MOST DEPRIVED PUPILS HAVE GRADES DISPROPORTIONATELY LOWERED COMPARED TO THOSE FROM WELL OFF BACKGROUNDS
Following the publication of the Scottish Qualification Authority’s (SQA) results this week, Marion Fellows, MP for Motherwell and Wishaw, has called on the Scottish Government to ensure local pupils are graded fairly after those from more deprived backgrounds received disproportionately lower grades.
Due to the exam diet being cancelled by Covid, teachers were asked to recommend a grade for each pupil in each class. The SQA then amended grades based on schools’ previous performances rather than each pupil’s actual performance.
Figures show that pupils from the most deprived communities according to the Social Index for Multiple Deprivation (SIMD) had their recommended grades disproportionately reduced compared to pupils from the most well-off communities.
Those in the most deprived fifth had their recommended Higher pass rate reduced by 15.2% compared to just 6.9% for those in the most well off fifth.
This year, Craigneuk was deemed to be the most deprived area in Scotland for education by the SIMD.
Commenting, Mrs Fellows said:
“I have written to Education Secretary John Swinney to ensure local pupils who have been denied a fair assessment of their ability due to the SQA’s flawed grading method have access to a robust and rigorous appeals process.
“As a former college lecturer, I know the importance of education in improving peoples’ life chances. These results will not just impact these students in the present. It could impact their future. As the economy takes the full impact of Covid, we must provide our young people with a reason for hope and a fair chance as they progress into adulthood.

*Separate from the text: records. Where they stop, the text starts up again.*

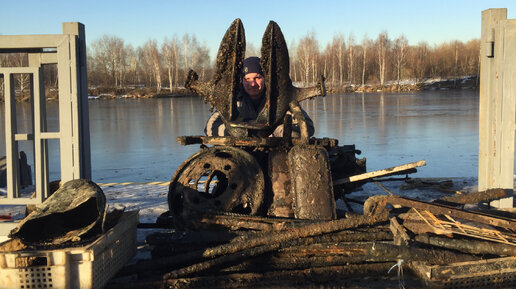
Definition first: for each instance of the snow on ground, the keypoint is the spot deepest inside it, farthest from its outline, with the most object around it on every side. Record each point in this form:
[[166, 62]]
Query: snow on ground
[[149, 200]]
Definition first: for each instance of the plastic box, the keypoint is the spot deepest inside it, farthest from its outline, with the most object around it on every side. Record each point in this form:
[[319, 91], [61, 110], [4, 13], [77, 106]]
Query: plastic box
[[90, 266]]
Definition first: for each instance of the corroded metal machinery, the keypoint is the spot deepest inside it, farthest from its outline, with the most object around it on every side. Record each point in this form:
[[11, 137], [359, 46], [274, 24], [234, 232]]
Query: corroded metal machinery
[[249, 172]]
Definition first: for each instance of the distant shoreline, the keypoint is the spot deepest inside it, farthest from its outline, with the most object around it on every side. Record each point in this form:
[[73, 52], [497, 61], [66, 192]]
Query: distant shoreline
[[98, 93]]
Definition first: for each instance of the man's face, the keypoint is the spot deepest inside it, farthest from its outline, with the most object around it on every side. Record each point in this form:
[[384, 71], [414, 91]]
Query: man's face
[[254, 84]]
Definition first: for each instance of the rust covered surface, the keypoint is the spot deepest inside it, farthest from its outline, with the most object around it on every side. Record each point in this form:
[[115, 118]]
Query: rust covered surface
[[311, 183]]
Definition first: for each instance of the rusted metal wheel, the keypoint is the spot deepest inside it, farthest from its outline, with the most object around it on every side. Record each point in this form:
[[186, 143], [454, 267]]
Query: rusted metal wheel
[[217, 179]]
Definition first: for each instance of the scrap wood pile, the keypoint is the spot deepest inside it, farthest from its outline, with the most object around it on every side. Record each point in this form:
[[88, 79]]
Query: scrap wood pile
[[396, 242]]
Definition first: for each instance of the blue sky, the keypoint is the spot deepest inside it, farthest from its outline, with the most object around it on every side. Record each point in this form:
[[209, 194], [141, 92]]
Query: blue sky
[[135, 22]]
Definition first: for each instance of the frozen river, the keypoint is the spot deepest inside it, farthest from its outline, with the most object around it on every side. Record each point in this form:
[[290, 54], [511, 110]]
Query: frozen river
[[135, 140]]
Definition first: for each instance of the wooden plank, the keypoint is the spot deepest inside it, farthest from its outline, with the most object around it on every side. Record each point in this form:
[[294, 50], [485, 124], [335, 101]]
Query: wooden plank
[[487, 104], [379, 173], [508, 68]]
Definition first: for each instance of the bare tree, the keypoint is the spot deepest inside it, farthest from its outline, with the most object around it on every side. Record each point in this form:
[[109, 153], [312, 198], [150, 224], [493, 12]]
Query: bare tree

“Motherwell, Wishaw and Bellshill have many hardworking and capable young people – and those who have received the grades they wanted deserve congratulations. But all pupils deserve their efforts to be reflected in their grades. Not have it decided by their school’s previous performance.
“School performance is linked to peoples’ social and economic background. This isn’t a fair way to assess a person’s ability and it will only entrench the attainment gap we have in Scotland.”